Bishop sex scandal can't keep a good reformer down

  • 27 October 2009
Amid damage caused by conservative political opponents and his own sexual activity, Fernando Lugo, formerly a Divine Word Missionary and a diocesan bishop in Paraguay, is today his country's elected president, beginning to make a country of paupers ruled by oligarchs a bit juster and more productive.

Born in 1951 to a railway worker and his schoolteacher wife, Lugo was always an ambitious person. As a teenager he set his heart on a military career. Then supporters of the dictator General Alfredo Stroessner told him his family were suspected of disloyalty and he should find something else.

After a period as a teacher he joined the Divine Word Order in 1970. Ordained priest in 1977, he was sent off to Ecuador where he fell under the influence of Leonidas Proaño, the devoted bishop of the Andean diocese of Riobamba. Back home the Order saw he was a big asset to them — but so did the dictatorship. Consequently his superiors felt he would be better kept out of the way again studying in Rome.

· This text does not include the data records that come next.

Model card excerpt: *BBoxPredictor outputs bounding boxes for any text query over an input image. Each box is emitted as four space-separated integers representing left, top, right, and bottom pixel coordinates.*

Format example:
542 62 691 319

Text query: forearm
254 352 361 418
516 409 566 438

He came home in 1987 and by 1994, with Stroessner overthrown, he was appointed bishop of San Pedro, like Riobamba, a rural slum.

He resigned in 2005 and, against Vatican opposition, stood for the presidency and won by a landslide last year.

As a politician Lugo has faced squabbling and racial tension. His revelation at Easter that he fathered a child with a woman who worked in his diocese created headlines in Paraguay and other countries. Yet it does not seem to have done his reputation lasting harm. He is good at politics and his skills as a reformer keep him popular still in a poverty-stricken country where marriage very often loses out to co-habitation.

Conservative politicians who sought to make capital out of his failing have been rebuffed. Recriminations by those who put sexual morality above all else have had to yield to the popular support for his efforts to mend a society which cannot provide the essentials of life for most of its seven million inhabitants.

Appearing at his inauguration in native dress, he has prioritised the majority who have indigenous ancestors and prefer Guaraní to Spanish. He is chasing the potential of Paraguay's sunny climate and well-watered land. Lugo is completing 14 months in office and beginning to make dreams realities.